By Dan Hallett, CFA, CFP
I have been writing about Monthly Income funds for more than a dozen years. In my 20-year career, none of my articles or comments have generated as much feedback (or as much anger) as my critiques of Monthly Income funds. Capital market activity has made distributions less sustainable than they were a year ago. Many funds have quietly reduced distributions while others have been more forthcoming about distribution cuts. And if we hit even a mild bear market for stocks – which could take a year or two to materialize – more cuts are in the cards.

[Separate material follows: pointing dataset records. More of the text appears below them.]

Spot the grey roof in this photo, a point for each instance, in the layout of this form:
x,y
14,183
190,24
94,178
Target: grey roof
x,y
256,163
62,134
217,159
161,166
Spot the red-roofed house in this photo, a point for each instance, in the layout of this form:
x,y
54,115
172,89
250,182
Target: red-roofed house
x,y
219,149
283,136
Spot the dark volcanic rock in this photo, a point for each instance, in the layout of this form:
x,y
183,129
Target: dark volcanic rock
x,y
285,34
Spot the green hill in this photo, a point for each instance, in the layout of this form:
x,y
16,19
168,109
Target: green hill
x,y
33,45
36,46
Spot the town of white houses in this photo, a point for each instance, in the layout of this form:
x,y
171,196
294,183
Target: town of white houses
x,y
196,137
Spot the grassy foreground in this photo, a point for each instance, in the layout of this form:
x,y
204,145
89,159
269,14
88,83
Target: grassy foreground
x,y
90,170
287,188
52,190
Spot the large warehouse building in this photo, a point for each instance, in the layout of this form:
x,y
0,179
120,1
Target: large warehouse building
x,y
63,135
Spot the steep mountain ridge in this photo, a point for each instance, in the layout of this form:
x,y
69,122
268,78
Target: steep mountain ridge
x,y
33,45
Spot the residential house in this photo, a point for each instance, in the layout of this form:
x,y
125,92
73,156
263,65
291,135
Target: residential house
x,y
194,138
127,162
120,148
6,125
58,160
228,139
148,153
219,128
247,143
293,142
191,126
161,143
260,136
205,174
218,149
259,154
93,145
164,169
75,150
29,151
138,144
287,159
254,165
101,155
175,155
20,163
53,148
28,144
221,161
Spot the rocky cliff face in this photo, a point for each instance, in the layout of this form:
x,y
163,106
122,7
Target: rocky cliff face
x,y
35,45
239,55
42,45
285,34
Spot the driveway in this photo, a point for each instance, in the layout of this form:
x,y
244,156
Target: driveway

Two years ago I wrote about my expectation for balanced portfolios to generate 6.5% annually over the subsequent 10 years. Back then, stocks and bond were cheaper – making prospective return potential higher than today. Stocks are currently priced to generate 7-ish percent long-term annualized returns (before fees, taxes, impact of cash flow timing and value added/detracted) while bonds yield 2.4% annually. Accordingly, balanced portfolios are unlikely to punch out total returns of more than 5% annually based on our recent calculations (again before fees, taxes, etc.).
This is relevant because most of the Monthly Income funds I’ve reviewed have some kind of balanced asset mix policy. A review of appropriate distribution levels is a routine exercise at many fund companies. For instance, IA Clarington Strategic Income Y (the original Clarington Canadian Income fund – the subject of my first article on this topic) switched to a variable distribution rate starting last month. After spending most of its life over-distributing – and grinding its unit price to half of its initial 1996 level – the fund has finally transitioned to simply paying out its taxable income.
Another example is NEI Northwest Growth & Income A - which spent years paying out $0.96 per unit each year (i.e. $0.08 monthly per unit). It cut payouts to $0.06 monthly per unit for 2012; and then last year did away with its level monthly cash payout.
There are certainly examples of responsible and sustainable distribution policies. Examples include TD Monthly Income, RBC Monthly Income, Steadyhand Income (which gets top marks for proactive communication) and more recently BMO Global Monthly Income. Some may recall my critique of BMO for both of its domestic and global Monthly Income funds among others. BMO Global Monthly Income’s distribution sustainability is much improved. Unlike others, it didn’t cut its payout. Rather it has seen a sharp increase in its allocation to stocks – from about 56% several months ago to nearly 70% recently – which raises its risk but also increases its total return potential.
Investors beware. Most of the funds I’ve seen sporting sustainable distributions have sibling funds or similar products with distributions that cannot be sustained in my opinion. While the I and A series units of TD Monthly Income offer very sustainable cash payouts, the same fund’s series-T units pay out too much in my opinion. Similarly, RBC Monthly Income has long had a responsible distribution policy. But RBC Managed Payout Solution – Enhanced Plus needs to cut its distribution in half to be sustainable by my estimate.
Investors and advisors should understand the extent of a fund’s sustainability, stay on top of distribution changes and keep an eye on those ramping up risk exposure to juice returns to support monthly payouts. Skinny bond yields and fully valued stocks will restrain total returns going forward; which will put more pressure on Monthly Income funds to take action to keep cash flowing.